What are HIPAA’s security requirements?

HIPAA's security regulations describe how covered entities are to safeguard and protect the confidentiality, integrity and availability of electronic protected health information (ePHI). They specify a series of administrative, technical and physical security procedures for covered entities to use. The standards are delineated into either required or addressable implementation specifications.
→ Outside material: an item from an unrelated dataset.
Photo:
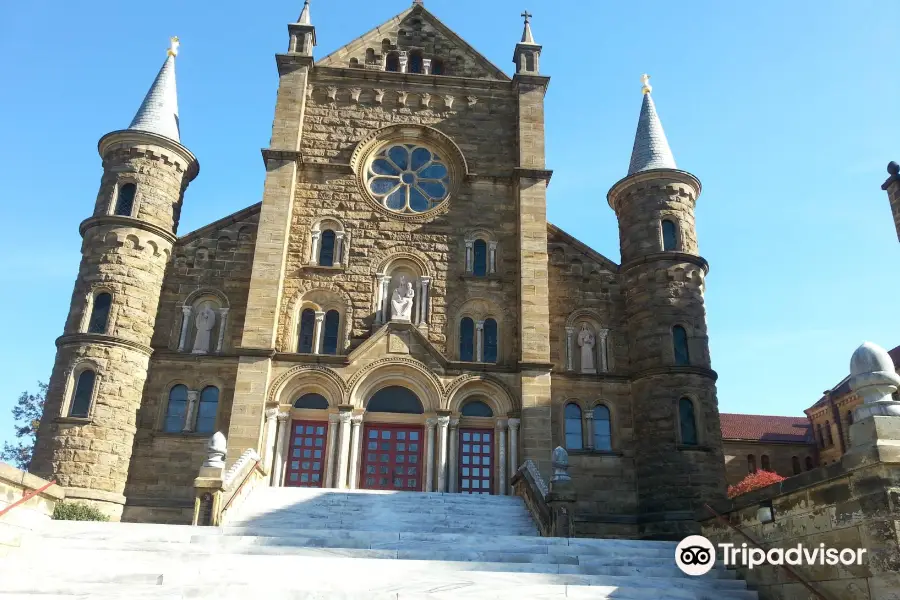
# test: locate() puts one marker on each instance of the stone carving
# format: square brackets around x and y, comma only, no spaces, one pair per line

The security regulations require plan sponsors with access to PHI to amend their plan documents to provide that the plan sponsor will comply with the security regulations. Plan sponsors who only have access to PHI in summary health information or for enrollment and disenrollment purposes do not need to amend their plans. However, plan sponsors who access electronic PHI for other purposes must amend their plans to incorporate provisions that require the plan sponsor to:

• implement reasonable and appropriate safeguards to protect electronic PHI that it creates, receives, maintains, or transmits on behalf of the group health plan;

• ensure that the security measures provide for adequate separation (firewalls);

• ensure that any agents, including subcontractors, to whom it provides this information agrees to implement reasonable and appropriate safeguards;

• report to the group health plan any security incident of which it becomes aware; and

• make its policies and procedures and documentation relating to these safeguards available to the Secretary for purposes of determining the group health plan's compliance.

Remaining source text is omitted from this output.